私は、どこかで博士のことをずっと知っていると思い込んでいた。天才、不自由な体を持つ素晴らしい頭脳、という表現はよくある。だがもちろん、私は彼のことを全然知らなかった。

博士がボストンに来ていたのはブラックホールについての話をするためだった。一切の光を通さないほど高密度のブラックホールは非常に重い質量を持つ。銀河系の端、あるいは時が終わる場所に、全てをのみ込む穴がぽっかりと空いているという概念を理解するのに数学の知識は必要ない。

アインシュタイン自身はこの概念を否定していたが、1970年代初頭、天文学者らは宇宙の至る所にブラックホールとみられる存在を発見していた。宇宙には死があふれていた。

度し難いほどロマンチックな私の目には、コプリープラザホテルにいたホーキング博士は今でも、車椅子に乗ってブラックホールというドラゴンを退治にしに行く聖ジョージに見える。

友人たちでさえ証明を疑った複雑な計算で、博士は、量子法則から鑑みると、ブラックホールは真っ黒というわけではなく、実際は粒子と放射によってかすかに泡立つエネルギーの噴水であることを発見した。長い時を経てブラックホールは最終的に爆発し、一度は消してしまった全ての質量とエネルギーを、いわば宇宙の再生という形で宇宙に返していく。

ホーキング博士が在籍していたケンブリッジ大学のデニス・シアマ教授は、数学的な問題について語っているようにはまるで思えない声明で、博士の発見は物理学史上「最も美しい論文」だと絶賛した。聖ジョージはドラゴンを退治したのだ。

腹立ちのあまり車椅子で人の爪先を

この時に書いた記事で私は編集部で出世した。1年後、私は、もっと詳しくホーキング博士を紹介するために飛行機でイギリスに飛んだ。その後、私は『宇宙はこうして始まりこう終わりを告げる』を上梓し、博士を大きく取り上げた。
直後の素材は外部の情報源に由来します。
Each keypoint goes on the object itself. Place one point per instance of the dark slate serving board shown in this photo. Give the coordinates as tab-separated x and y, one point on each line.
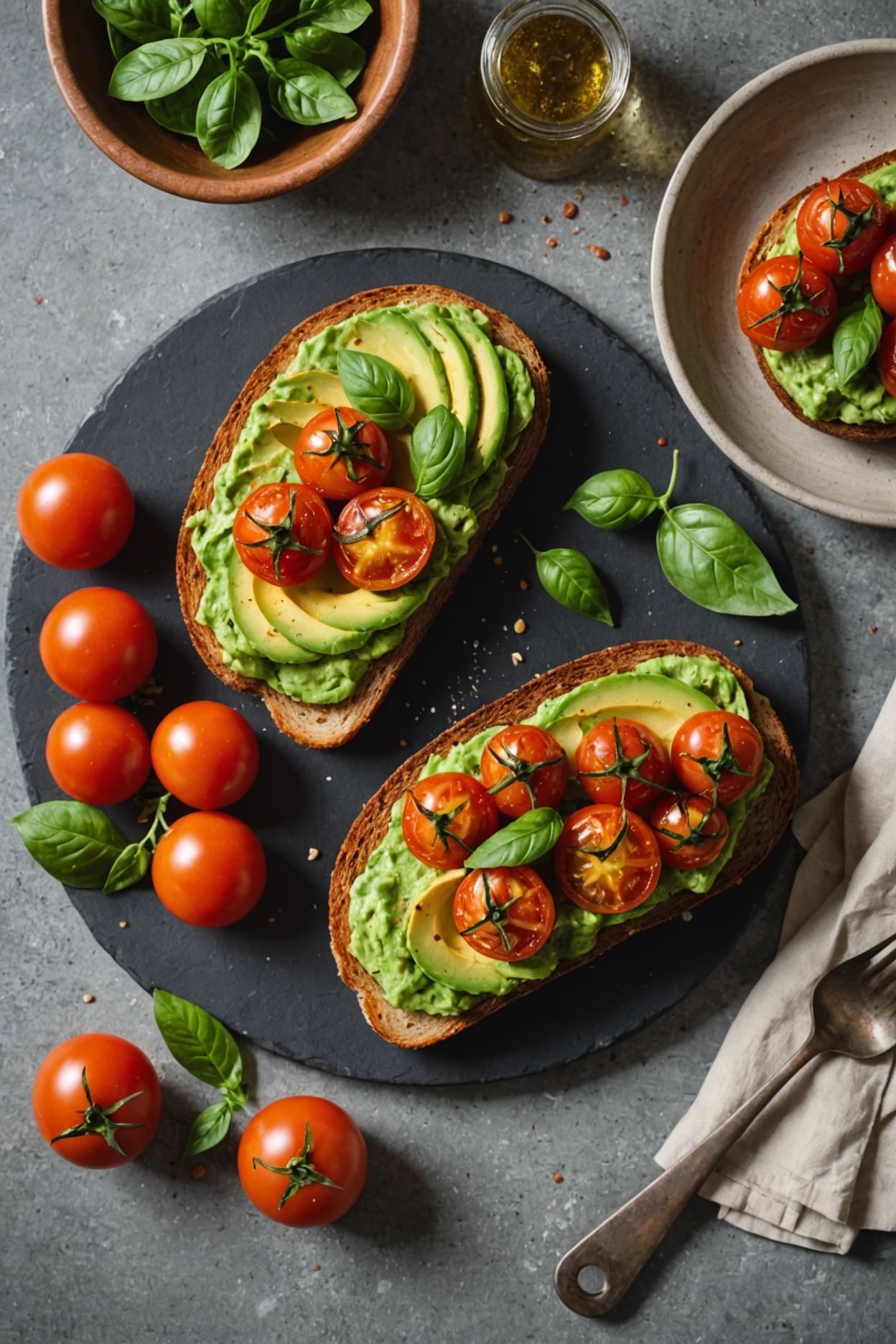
271	977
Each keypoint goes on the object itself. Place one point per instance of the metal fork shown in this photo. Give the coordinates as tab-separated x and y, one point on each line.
854	1009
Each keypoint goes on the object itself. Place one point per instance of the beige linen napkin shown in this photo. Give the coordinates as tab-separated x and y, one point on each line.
820	1162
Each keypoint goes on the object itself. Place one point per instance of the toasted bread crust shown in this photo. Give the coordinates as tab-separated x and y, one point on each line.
333	724
763	829
758	251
博士は常に穏やかだったわけではない。ケンブリッジの自宅に帰宅し、当時の妻ジェーンにインタビューしている私を目にして激怒したこともある。また、量子物理学について私がどうしても理解できなかったときは(いまだに理解できていない)、フラストレーションをためた博士に、エレベーターの中で電動車椅子で爪先を踏まれたこともある

予想より長く生き続け、杖から車椅子に移り、うめくような声しか出せない状態から、最初は親指、そして眼球で操作できるコンピューターによる人工の声を手に入れた博士を見ていると、最もふさわしいメタファーとして、自身のブラックホールに閉じ込められているようだと思わずにいられなかった

しかし、ホーキング博士は、誰かのメタファーには興味を持たなかった。「私はいつも、誰かとコミュニケーションを取る方法を見つけてきた」と、私は一度、言われたことがある。ホーキング博士は、自分で語ること、そして何より、果敢に闘うことを決してあきらめようとしなかった。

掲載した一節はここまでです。